Erano solo una dimostrazione che qualcosa si stava facendo, che l’America si era proclamata come “difensore” della libertà e della democrazia occidentale.

L’azione

Nei mesi si delineò, soprattutto con la forte ritirata dell’esercito americano dalle operazioni in Afghanistan, un progetto molto più ampio e più complesso, che mirava ad un solo obiettivo che venne raggiunto il 19 marzo 2003: l’invasione dell’Iraq da parte degli Stati Uniti.

Un paese sovrano, com’era l’Iraq, nel giro di pochi mesi venne messo a ferro e fuoco dalle truppe statunitensi, che distrussero case, infrastrutture e famiglie intere. Dopo aver sfruttato le ingenti riserve di petrolio presenti nei deserti iracheni, gli Stati Uniti si “volatilizzarono” e lasciarono un paese, che fino a poco tempo prima era stato sotto il loro controllo militare, in mano alle centinaia di fazioni che dominavano la scena in medio-oriente, non curandosene minimamente.

Dalla fine delle maggiori operazioni americane, in Iraq iniziò una feroce guerra civile che fece scontrare duramente movimenti estremisti che volevano salire al potere. Tra questi, il meglio organizzato e finanziato era proprio lo Stato Islamico, che era caratterizzato e lo è tutt’ora dall’integralismo religioso.

Ai vertici dello stato islamico vi sono ancora adesso gli amministratori militari del governo di Saddam Hussein, che, dopo la sua caduta, si riorganizzarono. Le radici dello stato islamico, quindi, sono molto più profonde e complesse di quanto si possa credere. Si potrebbe definire il movimento una vendetta, una vendetta nei confronti dei torti subiti dall’Occidente. Difficile è arrivare ad una conclusione. Alcuni preferiscono scegliere la via diplomatica per evitare un conflitto armato.
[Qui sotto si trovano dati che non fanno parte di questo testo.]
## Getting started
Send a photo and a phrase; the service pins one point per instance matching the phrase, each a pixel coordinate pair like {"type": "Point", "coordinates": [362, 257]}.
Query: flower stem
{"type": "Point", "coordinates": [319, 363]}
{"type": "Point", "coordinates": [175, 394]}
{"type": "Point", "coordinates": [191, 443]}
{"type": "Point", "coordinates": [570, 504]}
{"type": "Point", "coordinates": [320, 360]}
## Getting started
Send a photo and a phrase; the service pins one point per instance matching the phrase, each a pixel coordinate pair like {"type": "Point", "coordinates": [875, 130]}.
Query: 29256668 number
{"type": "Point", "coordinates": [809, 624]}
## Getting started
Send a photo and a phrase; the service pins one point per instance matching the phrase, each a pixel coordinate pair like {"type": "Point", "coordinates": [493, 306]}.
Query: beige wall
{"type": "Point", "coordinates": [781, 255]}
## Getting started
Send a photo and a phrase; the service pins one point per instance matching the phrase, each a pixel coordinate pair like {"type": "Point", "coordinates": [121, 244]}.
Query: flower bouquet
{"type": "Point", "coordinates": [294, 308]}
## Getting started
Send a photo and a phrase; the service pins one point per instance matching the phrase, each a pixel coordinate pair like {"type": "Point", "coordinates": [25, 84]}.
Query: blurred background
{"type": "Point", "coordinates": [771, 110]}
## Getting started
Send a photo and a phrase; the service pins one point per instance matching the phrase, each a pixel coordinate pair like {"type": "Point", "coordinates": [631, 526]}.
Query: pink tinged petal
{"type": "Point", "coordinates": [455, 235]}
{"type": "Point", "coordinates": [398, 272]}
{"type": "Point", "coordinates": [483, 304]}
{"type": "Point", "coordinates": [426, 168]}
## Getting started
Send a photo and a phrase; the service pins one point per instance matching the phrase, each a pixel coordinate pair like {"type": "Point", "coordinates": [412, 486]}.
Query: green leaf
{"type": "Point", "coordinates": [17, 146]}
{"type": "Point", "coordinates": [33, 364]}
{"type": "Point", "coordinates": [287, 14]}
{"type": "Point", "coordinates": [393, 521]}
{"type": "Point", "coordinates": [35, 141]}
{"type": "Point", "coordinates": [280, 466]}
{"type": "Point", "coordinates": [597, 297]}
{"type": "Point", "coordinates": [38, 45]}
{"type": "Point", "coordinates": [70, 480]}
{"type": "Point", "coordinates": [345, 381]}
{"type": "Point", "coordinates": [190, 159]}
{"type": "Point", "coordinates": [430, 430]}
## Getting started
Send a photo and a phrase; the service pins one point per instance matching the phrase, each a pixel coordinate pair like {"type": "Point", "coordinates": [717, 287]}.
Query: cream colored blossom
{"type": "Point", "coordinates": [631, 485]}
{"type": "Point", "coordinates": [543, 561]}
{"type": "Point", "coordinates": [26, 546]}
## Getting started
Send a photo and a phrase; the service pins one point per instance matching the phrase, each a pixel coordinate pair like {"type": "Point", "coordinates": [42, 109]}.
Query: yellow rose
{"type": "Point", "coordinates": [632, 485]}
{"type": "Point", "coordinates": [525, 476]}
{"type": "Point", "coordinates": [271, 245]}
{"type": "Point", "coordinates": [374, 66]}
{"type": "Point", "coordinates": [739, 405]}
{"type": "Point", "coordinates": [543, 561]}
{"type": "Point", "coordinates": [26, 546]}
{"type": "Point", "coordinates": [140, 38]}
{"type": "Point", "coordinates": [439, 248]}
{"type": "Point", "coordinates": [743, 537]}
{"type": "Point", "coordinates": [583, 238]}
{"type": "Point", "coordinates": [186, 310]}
Gli oppositori replicano che l’ISIS non è uno stato riconosciuto dalle Nazioni Unite e sostengono la guerra, il conflitto armato, le bombe, i morti, eserciti di fanteria. Quest’ultimi dovrebbero riflettere la citazione di Orwell: la guerra è fatta per non finire mai.

È così. Qualsiasi guerra sia stata iniziata nell’ultimo secolo non è ancora del tutto conclusa. Gli scenari più evidenti sono il Vietnam, dove la presenza degli Stati Uniti è ancora imponente, l’Afghanistan e lo stesso Iraq. Imbastire una nuova guerra porterebbe solo altra instabilità in una zona che è già devastata dalle guerre civili.